Doh! (cf Roy's picture)
















Thanks PG, I've been too thick to go beyond the home page that I had not "refreshed" for a while, although I've browsed most of the other pages recently... Thanks

Roy, what I meant as inspiration for the RLT6 was the O&W M65. Hands, dial,... I am looking for a watch that I can wear even when playing with the kids, well built, and on a strap preferably. Loved the M65, but at that price I'd be too scared to damage it. So RLT6 could have been the perfect option... except for the quartz...


----------



## Roy (Feb 23, 2003)

There was no real inspiration for the RLT6, most military style dials are alike. I wanted to do something in this price range and wanted to better the CWC dial by having luminous figures as well as dots.
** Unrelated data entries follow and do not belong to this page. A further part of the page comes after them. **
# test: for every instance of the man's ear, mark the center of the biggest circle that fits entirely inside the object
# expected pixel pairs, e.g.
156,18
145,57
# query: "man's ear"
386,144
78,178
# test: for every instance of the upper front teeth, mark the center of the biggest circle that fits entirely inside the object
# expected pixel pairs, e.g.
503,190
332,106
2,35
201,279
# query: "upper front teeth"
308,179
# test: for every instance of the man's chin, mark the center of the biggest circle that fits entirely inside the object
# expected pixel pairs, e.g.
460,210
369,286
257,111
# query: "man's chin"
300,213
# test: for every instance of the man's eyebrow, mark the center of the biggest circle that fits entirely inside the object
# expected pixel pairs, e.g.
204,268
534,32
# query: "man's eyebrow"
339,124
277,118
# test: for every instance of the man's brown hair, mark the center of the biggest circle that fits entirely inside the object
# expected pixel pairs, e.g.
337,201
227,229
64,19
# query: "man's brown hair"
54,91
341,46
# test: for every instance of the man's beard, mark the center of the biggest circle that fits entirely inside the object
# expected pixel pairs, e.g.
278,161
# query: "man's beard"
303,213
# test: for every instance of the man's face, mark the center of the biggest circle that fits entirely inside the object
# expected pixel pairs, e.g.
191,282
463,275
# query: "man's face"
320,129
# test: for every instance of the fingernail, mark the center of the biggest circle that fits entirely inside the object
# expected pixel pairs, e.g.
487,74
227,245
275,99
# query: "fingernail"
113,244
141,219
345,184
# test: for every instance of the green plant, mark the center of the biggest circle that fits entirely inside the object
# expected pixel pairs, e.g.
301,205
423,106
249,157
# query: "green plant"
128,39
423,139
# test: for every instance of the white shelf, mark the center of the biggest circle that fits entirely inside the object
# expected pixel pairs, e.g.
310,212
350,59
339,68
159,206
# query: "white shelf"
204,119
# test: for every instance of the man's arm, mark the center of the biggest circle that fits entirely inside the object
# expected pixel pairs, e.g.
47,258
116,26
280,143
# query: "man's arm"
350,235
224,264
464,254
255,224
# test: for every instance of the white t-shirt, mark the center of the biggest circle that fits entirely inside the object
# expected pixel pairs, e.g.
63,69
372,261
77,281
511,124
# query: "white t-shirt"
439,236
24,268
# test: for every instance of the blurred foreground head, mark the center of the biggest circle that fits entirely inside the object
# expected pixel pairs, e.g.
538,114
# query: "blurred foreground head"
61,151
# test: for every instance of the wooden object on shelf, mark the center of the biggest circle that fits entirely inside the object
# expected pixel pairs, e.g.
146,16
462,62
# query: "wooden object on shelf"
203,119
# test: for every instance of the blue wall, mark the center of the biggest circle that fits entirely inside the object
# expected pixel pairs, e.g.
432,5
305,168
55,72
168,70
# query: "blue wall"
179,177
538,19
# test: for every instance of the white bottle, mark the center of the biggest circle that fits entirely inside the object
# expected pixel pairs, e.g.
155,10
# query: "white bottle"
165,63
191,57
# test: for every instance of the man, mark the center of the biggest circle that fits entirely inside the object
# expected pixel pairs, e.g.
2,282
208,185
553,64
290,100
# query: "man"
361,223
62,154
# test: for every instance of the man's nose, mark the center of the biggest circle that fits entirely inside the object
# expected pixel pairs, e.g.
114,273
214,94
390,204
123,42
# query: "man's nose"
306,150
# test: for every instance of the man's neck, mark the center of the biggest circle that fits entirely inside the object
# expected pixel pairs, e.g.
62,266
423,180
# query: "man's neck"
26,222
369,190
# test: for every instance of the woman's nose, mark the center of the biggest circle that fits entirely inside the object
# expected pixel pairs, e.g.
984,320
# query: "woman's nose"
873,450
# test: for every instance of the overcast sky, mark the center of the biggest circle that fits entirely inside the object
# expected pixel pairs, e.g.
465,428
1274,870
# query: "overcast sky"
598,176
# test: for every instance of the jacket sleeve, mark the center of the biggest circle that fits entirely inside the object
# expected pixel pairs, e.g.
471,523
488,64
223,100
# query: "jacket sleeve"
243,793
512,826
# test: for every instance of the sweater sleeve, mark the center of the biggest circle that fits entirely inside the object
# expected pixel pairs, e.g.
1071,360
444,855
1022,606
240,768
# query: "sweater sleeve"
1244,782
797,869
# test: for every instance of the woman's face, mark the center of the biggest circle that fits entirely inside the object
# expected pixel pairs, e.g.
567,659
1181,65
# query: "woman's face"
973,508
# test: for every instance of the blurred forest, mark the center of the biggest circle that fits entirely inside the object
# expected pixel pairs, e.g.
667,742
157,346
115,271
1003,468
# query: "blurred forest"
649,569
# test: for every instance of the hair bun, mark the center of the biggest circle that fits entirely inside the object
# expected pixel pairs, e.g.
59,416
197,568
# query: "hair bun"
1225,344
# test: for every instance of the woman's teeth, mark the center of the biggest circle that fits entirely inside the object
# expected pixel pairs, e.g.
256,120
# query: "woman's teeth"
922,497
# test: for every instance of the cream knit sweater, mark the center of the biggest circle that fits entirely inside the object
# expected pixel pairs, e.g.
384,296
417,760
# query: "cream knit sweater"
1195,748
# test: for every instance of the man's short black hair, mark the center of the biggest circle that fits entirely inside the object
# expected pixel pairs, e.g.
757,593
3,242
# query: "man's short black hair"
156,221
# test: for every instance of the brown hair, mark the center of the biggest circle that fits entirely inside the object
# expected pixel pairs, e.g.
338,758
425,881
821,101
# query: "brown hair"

The hands are a little wider than the M65 hands and were the best looking on this type of watch.

Pieter, why can't you wear a quartz watch ?


----------



## Roy (Feb 23, 2003)

PG you will have your RLT4 in the morning, will you be sleeping much tonight ?


----------



## pg tips (May 16, 2003)

I haven't been sleeping much since I sent the order in!









I'm on evening's tomorrow (2 til midnight shift) so I'll have all morning to admire it. Hopefully I wil be able to get a picture on forum by lunch time.


----------



## Roy (Feb 23, 2003)

> Hopefully I wil be able to get a picture on forum by lunch time.


Great,


----------



## namaste (May 8, 2003)

PG - I'm coming back from work tomorrow at 3 pm so I'll check to see some pics and first impressions - mayb - no pressure! . I'm trying to take pictures of my watches but they end up too dark so far. When I get it right I'll post some pics of my RLT5 and 4 which I should have by then!!

Roy - Thanks for opening my eyes once again. I love the dial of the RLT6, hadn't noticed the difference in the width of the hands. Shape of hands is one of my favourites, certainly on a military style (not too fond of the hands of the O&W MP. although they look like the hands of military instruments, which seems quite appropriate).

I'm a bit overly sensitive to some stuff: mobile phones, computers, AND watches unless they are mechanical... A mobile phone drives me nuts in a matter of minutes, a watch over a few days. I have a Casio ProTrek with altimeter/barometer-thermometer that I sometimes use when on holiday, but I take it off as soon as I don't need it. Until about 8 years ago I had worn exclusively quartz watches.


----------